The more similar the personalities of teachers and their pupils, the more likely the teachers are to grade them highly, according to new research from Germany.
The findings again open up the debate around the subtle biases teachers have about their pupils and how important it is to try and minimize their impact on children’s progress through school.
Tobias Rausch from the University of Bamberg in Germany and his colleagues carried out an investigation with Grade 8 classes in Germany. First, they asked 94 teachers to rate their 293 pupils, aged 13 to 14, on reading comprehension and some areas of mathematics using a scale from one (very weak) to five (very good). The teachers were then asked to estimate if each pupil would get specific tasks in reading and mathematics correct or not.
Both the teachers and pupils also then completed a short personality questionnaire measuring the “big five” dimensions of personality: extraversion, agreeableness, conscientiousness, openness and neuroticism. Finally the pupils were given tests of mathematics and reading.
Personality counts
The researchers expected, as others have found, that they would find bias in the teachers' judgments. But they reasoned that the more similar the personalities of teachers and pupils, the more the teachers would be in tune with the pupils and the higher the teachers would rate the pupils’ work.
Their analysis did show a significant link between the overall ratings teachers gave to each pupil and their actual test scores. But they discovered that the degree of similarity between pairs of teachers and pupils helped to explain where teachers made overall judgments about pupils' reading and maths ability that were over and above the test scores. But, as Rausch and his colleagues had predicted, personality similarity did not add to teachers' ratings of competence on specific tasks.
This could be because global judgments tend to bring in extraneous factors such as personality whereas the specific judgments allow less room for manoeuvre.
Other researchers in the UK have been looking at the issue of teacher bias in recent years.
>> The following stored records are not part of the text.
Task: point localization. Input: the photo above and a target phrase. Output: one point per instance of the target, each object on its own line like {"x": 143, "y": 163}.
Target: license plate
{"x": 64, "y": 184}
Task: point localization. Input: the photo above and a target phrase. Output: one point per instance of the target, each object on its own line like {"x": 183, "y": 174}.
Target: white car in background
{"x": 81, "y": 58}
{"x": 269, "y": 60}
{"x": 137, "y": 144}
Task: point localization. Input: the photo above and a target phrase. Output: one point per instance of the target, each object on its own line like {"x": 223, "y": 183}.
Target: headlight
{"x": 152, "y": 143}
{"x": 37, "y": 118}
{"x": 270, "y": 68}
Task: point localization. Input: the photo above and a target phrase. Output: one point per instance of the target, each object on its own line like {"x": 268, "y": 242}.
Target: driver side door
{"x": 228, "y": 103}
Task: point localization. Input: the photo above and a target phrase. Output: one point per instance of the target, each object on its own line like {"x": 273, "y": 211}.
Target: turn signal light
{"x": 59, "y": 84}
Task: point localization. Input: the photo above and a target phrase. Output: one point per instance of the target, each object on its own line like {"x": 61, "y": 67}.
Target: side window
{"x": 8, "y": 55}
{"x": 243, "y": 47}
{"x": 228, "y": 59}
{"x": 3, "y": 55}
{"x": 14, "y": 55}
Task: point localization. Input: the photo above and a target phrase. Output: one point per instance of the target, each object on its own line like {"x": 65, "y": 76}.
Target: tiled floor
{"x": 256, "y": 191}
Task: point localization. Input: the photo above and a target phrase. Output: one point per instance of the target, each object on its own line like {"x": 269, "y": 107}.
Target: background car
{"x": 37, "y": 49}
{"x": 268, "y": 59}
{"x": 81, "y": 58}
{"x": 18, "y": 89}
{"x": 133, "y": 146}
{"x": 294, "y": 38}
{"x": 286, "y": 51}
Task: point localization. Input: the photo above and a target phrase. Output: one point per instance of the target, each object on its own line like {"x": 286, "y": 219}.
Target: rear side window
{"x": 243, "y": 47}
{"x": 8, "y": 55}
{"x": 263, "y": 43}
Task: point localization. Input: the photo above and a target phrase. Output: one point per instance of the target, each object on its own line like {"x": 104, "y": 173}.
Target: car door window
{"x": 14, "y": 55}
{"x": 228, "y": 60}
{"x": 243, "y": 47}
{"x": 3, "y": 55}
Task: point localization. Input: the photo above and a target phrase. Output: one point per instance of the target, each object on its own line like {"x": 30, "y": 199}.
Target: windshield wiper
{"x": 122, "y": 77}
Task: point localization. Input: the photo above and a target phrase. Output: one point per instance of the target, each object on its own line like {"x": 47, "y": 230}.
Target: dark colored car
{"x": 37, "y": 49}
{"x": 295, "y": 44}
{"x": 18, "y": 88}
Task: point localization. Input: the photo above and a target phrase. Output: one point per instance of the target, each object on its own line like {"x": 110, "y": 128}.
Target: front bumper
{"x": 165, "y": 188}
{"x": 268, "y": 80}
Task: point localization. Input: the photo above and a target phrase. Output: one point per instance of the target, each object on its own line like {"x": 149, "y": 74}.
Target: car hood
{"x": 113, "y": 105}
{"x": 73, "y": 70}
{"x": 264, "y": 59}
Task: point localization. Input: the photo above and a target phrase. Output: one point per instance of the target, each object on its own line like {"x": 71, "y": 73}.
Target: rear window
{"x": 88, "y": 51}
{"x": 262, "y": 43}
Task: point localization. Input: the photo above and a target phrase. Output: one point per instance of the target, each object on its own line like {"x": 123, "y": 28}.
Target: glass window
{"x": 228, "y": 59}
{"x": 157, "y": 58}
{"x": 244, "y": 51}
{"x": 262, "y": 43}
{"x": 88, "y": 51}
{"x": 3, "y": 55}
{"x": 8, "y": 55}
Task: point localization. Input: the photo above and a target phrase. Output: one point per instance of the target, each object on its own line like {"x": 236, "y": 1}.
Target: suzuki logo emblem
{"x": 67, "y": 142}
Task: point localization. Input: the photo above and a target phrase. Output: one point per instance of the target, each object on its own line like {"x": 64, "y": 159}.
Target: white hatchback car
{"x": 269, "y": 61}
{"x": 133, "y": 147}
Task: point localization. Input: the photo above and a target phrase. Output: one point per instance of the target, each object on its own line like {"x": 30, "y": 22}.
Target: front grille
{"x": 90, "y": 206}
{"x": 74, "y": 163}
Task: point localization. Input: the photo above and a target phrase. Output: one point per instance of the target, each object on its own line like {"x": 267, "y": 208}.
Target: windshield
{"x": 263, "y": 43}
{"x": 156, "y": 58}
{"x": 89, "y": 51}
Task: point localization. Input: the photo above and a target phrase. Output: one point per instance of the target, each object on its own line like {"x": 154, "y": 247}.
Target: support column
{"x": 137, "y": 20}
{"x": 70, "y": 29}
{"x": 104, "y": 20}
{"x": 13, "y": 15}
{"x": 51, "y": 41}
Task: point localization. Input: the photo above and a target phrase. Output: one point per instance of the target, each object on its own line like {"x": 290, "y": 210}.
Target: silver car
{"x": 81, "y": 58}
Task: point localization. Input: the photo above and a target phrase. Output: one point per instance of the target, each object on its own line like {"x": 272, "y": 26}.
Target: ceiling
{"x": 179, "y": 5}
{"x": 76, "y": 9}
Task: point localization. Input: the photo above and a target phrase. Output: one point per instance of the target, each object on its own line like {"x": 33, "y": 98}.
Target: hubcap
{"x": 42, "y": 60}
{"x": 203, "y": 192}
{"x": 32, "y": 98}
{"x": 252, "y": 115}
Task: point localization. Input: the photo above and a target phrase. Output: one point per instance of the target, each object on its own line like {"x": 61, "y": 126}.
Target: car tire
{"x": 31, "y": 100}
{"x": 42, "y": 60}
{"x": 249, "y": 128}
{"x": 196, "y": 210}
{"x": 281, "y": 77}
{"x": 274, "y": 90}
Education researcher Wynne Harlen has been a great supporter of the view that we should trust and reply on teacher judgment. But it is to her credit that in 2005 she took a careful look at research into the area and wrote that “there was evidence of low reliability and bias in teachers’ judgments”.
In 2009, researchers Simon Burgess and Ellen Greaves also looked at teacher judgments at the end of Key Stage 2 in relation to ethnic minorities. They concluded:
We find evidence that some ethnic groups are systematically “under-assessed” relative to their white peers, while some are “over-assessed”.
Aware of our leanings
There are several implications of these findings for our education systems – the most obvious being that we should all aim to be aware of our biases and make corrections. This might be harder than it seems, as we make sense of the world around us by trying to simplify it and by categorizing.
As soon as we meet someone, we notice gender, age and ethnicity. When we start interacting with them, we pick up more information which helps us assess and categorise that person. This is essential: by understanding people we can interact with them better and, as teachers, educate them better.
But for every judgment there is baggage: girls are better at reading, Asians are better at maths, older people don’t learn languages as quickly and so on. While each of these generalizations have some validity, they are based on differences in very large samples and they are not valuable when we are dealing with individuals.
But this does not mean we should discard teacher judgment altogether. Judgment lies at the heart of good teaching and I would venture to suggest that the very best teachers are best at judging their students. For some things such as attentiveness, there is no alternative – they must be assessed by judgment.
Use judgment appropriately
Other things need to be assessed by judgment but in a controlled way. Essay writing is a case in point: the length of the essay and the title can be controlled while the marking can be constrained to make it as fair as possible. One important step, for high-stakes exams, is to ensure that the marker is “blind” to any characteristic of the writer.
This means substituting names for ID numbers as well as hiding the school name. Together they might give indications of sex, ethnicity, religious persuasion and social class.
There is an argument that even judgment-free tests are also biased. But modern psychometric tests have developed techniques designed to identify biased items and a well-constructed test should have had bias reduced to a minimum.
The inevitable bias of us all and the need to use judgments for some but not all assessments means that a one-size-fits-all solution to assessment would be wrong. I believe it would be unethical to insist, as some do, that young children must only be assessed by observation.
We need to choose the mode of assessment to fit the task in hand. When life-changing human judgments are needed, they need to come from several independent professionals ideally with similar personality, sex and ethnicity to the person being judged.